BECKMAN IN SWEDEN AND AMERICA

Amelia Sophia Carlsdotter (mother of Albert William Lindstrom) was born on March 31, 1852 at Fröseke/Kulla in Älghult Parish, Kronobergs Län, Småland Province, Sweden. The name Beckman was reported added by a judge in America. Amelia’s paternal grandparents were Magnus/Måns Persson (b. Nov. 30, 1780; d. Jan. 17, 1852) and Maria Jonsdotter (b. 1787; d. Dec. 31, 1860), both of Älghult Parish.

On June 1, 1850, Magnus’ and Maria’s son Carl Johan Magnusson/Månsson (b. Nov. 14, 1825, at Fröseke) married Anna Lisa Danielsdotter (b. Apr. 1831 at Högsby, Kalmar Län) in Älghult Parish. They had a dozen kids, including my great-grandmother Amelia (Emily). About half of the kids were born in Sweden, half in Illinois. The family migrated on the same ship as did Carl Gustaf Jonsson Lindstrom, whom Amelia later married.

I was able to uncover some ancestry of Amelia/Emily while researching in 2002 at the Emigrant House in Växjö Sweden. A Beckman Tree at Ancestry.com, by a Beckman cousin of mine, lists additional ancestry, back to Olof Jonsson. Olof was reportedly born in 1673. He would have been in his 20s at the start of the Great Northern War. It may be noteworthy that this ancestral line did not acquire a “military” surname, assigned to help to identify soldiers in units where there may be quite a few persons with the same patronymic. Another line of my ancestry, to appear in a later blog, acquired the military surname Hagelstrom, perhaps about the time of this Great Northern War.

On November 15, 1873, Amelia (Emily) Sophia Carlsdotter Beckman married Carl Gustaf Jonsson Lindstrom.
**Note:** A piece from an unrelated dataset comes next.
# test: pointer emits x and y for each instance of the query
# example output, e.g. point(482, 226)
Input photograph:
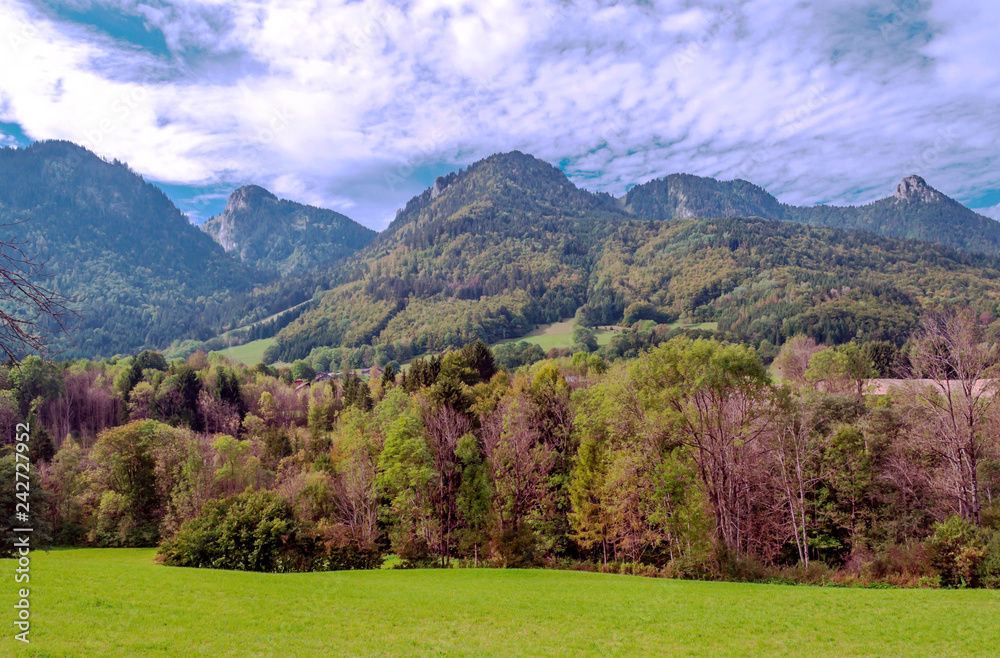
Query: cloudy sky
point(357, 106)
This occurred in Galesburg, Knox County, Illinois, scene of several of my ancestral lines’ convergence. In the 1880 census of Galesburg, Emily’s sister Anna Theolinda Beckman was living with the family of Emily. Anna was a dressmaker then.

Anna/Annie Theolinda Beckman (sister of Amelia/Emily Beckman Lindstrom) was born at Fröseke/Kulla in Älghult parish, Kronobergs Län. She was married in Galesburg in 1881 to Charles F. Anderson. His first wife was Betsy Lewis, and they had children. Anderson was a railroad engineer in Galesburg. After a railroad strike, he went to Bellingham, Washington, and started a sawmill. He sent for his family from Galesburg, about 1890. They were early settlers at Summit Valley, Stevens County, Washington. Annie died there in 1891, and was the first settler at Summit Valley to be buried in the Summit Valley Cemetery at Dunn Mountain, on land donated by Charles F. Anderson. Her kids were raised by their father and by his kids from his first marriage. Dunn Mountain is west of the town of Addy.

Several of the Beckmans stayed in the Galesburg vicinity. However, Emily’s brother Linus Andrew Beckman headed for Michigan, where he was married in 1917. The family lived in Denver, Colorado, awhile. This is the line of my newly discovered Beckman cousin.